See, was that so hard? I would have phrased it a bit differently — it still sounds a bit too clever to me. However, that statement — plus a thorough Justice/FBI investigation — are good if belated first steps for the administration to address this problem. [UPDATE: Josh Marshall appears not to be sated.] Also check out Jack Shafer’s Slate essay on the Plame game. Some highlights:
Novak’s White House sources aren’t the only potentially prosecutable leakers. The identity of an undercover operative such as Plame would not automatically be something in circulation at the White House. Somebody at the CIA would have had to tell the White House that Plame was Wilson’s wife and that she was undercover. Any aggressive Justice dragnet is as likely to collect CIA employees as it is White House officials. Besides, most Justice Department investigations of leakers go nowhere, even when Justice knows their identities. At his May 6, 1997, confirmation hearing, Director of Central Intelligence George Tenet complained that the CIA files “crimes reports with the attorney general every week about leaks, and we’re never successful in litigating one. And I think, you know, if we could just find one, I don’t want to prosecute anybody; I want to fire somebody. That will send the right signal to people.”…. Given that the White House knows who the leakers are, I would surmise that the administration will staunch the damage—and still the scandal—by strongly encouraging the leakers to offer themselves up for sacrifice out of duty to President Bush. If I were Bush, I’d avoid anything that could be construed as a coverup and start rehearsing my address to the nation about how a tiny precancerous lesion has been removed from the face of the presidency.

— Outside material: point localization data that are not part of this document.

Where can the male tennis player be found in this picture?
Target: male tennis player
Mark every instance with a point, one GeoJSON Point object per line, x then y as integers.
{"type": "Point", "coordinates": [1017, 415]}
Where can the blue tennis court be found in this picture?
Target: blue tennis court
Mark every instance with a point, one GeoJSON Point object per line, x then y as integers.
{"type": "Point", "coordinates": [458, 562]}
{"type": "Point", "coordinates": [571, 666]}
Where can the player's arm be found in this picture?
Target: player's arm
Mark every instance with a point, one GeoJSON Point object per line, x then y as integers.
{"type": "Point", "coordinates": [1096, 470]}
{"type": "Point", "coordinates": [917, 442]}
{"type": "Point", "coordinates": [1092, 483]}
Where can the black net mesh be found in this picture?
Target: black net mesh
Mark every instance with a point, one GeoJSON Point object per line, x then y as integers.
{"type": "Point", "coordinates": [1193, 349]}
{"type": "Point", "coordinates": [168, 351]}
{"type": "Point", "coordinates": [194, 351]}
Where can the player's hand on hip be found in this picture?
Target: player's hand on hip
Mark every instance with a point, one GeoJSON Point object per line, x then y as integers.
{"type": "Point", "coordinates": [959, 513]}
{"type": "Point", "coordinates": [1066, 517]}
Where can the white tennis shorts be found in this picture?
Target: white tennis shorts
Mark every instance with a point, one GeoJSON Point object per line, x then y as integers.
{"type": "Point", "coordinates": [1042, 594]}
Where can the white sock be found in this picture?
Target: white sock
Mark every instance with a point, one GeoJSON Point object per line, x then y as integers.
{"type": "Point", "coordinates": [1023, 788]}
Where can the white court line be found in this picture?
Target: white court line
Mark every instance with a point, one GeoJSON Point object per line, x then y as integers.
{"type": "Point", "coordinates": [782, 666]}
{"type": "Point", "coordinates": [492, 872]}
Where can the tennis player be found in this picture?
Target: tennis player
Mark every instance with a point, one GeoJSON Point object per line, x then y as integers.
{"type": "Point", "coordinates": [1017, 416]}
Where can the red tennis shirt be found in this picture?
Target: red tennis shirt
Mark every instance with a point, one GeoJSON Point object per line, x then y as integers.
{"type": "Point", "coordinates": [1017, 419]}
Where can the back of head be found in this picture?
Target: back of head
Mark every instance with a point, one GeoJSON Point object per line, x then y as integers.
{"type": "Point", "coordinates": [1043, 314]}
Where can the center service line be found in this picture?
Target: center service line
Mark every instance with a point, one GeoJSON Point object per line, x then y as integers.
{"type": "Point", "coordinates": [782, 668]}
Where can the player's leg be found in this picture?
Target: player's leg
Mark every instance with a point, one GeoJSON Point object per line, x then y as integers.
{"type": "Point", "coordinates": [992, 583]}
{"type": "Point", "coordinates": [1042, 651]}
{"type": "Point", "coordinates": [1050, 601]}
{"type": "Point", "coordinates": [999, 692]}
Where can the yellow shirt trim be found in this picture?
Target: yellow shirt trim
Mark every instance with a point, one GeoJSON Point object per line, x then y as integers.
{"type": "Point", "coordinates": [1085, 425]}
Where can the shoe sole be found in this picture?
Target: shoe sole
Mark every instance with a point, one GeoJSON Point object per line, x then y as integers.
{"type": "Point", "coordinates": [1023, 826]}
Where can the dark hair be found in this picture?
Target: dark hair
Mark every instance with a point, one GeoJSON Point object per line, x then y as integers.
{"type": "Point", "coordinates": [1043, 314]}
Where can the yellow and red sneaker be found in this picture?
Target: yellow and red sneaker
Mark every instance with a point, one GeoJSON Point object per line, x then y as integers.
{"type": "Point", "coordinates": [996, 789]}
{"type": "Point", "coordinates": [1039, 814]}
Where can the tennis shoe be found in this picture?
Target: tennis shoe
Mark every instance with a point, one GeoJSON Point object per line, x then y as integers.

With his statement today, Bush is starting make the proper noises. Definitely still developing…. UPDATE: Shafer has another Slate piece up that seems to take a harder line than the previously linked one. The highlights:
The Novak-Wilson-Plame story is so huge because 1) the leak appears (to some) to be a dirty trick designed to punish Wilson for going public on the July 6 New York Times op-ed page with his version of the Niger yellowcake uranium story; 2) it’s against federal law ($50,000 in fines and 10 years in prison) for a government official who has access to classified information to disclose a covert agent’s identity; 3) it indicates the extent to which the Bush administration will dissemble to sear its version of the war on terror on the public consciousness; and 4) we haven’t had a good scandal joy ride in Washington since Monicagate…. [N]one of the reporters who talked to the White House sources filed the more newsworthy story: namely, that the normally leak-free administration was attempting to put Ambassador Wilson in an unflattering light by connecting his Niger mission in some nepotistic fashion to his wife’s position as a CIA employee, and damage her cover in the process. Any of the reporters could have published a story about how an administration source was talking trash about Wilson without naming Valerie Plame or violating their confidentiality agreements. So, why didn’t they? I can only assume that the reporters calculated that with confidential administration sources being so rare these days, they shouldn’t do anything that would deter a future leak. So, they ignored the tip and declined to expose the leakers’ skulduggery in hopes of getting a different—and perhaps less dicey—story leaked to them later. The Novak-Wilson-Plame story illustrates in creepy fashion what happens when reporters, especially Washington reporters, become too beholden to their sources. They forget that they’re supposed to answer to their readers, not their sources. And when they’re obsessed with keeping their confidential sources happy, they end up missing the story.